Welcome to WebmasterWorld Guest from 54.205.170.21

Forum Moderators: Ocean10000 & incrediBILL

Message Too Old, No Replies

Please check my .htaccess bad bot list ...

   
2:23 pm on Nov 23, 2004 (gmt 0)

10+ Year Member



Please check my .htaccess bad bot list, or point me to a good one.
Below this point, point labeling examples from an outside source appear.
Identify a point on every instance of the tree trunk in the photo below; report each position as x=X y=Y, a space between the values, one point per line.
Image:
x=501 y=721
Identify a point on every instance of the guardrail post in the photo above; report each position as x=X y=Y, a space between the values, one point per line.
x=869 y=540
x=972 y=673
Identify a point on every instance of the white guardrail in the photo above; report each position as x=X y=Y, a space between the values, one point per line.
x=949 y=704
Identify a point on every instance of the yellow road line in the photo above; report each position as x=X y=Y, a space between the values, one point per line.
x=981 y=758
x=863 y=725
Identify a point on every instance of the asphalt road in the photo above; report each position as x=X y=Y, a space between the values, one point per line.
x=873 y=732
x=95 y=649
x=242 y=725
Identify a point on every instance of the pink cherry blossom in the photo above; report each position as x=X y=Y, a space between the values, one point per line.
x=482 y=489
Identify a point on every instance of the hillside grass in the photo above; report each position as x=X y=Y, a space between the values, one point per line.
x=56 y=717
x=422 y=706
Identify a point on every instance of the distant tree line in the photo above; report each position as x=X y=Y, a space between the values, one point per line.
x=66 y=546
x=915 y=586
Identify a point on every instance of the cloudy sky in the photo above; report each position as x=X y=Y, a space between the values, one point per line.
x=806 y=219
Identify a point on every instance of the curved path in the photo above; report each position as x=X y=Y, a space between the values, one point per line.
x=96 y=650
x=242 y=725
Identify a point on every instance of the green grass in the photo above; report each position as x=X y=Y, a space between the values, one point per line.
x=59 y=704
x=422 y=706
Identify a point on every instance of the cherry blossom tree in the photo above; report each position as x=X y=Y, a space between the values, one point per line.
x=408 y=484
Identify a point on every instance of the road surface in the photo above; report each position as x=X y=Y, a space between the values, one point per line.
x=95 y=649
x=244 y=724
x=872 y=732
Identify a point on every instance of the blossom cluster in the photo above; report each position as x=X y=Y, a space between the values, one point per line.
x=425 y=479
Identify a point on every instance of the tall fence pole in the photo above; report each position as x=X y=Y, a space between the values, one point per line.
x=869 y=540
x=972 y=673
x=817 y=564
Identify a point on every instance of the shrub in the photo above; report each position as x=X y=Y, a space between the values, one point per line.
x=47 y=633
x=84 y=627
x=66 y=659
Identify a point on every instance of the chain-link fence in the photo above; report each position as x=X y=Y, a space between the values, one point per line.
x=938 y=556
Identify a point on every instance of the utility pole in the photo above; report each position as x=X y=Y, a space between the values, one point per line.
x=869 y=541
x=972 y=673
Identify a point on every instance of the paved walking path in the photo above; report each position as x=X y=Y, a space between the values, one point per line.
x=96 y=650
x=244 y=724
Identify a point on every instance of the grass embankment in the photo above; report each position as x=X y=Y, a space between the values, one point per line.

I found one, maybe on this forum, can't remember where. It had Scooter in it, which I understand is the Altavista bot. The original poster also (inadvertently?) added 'Mozilla' as a bad bot. I've removed those.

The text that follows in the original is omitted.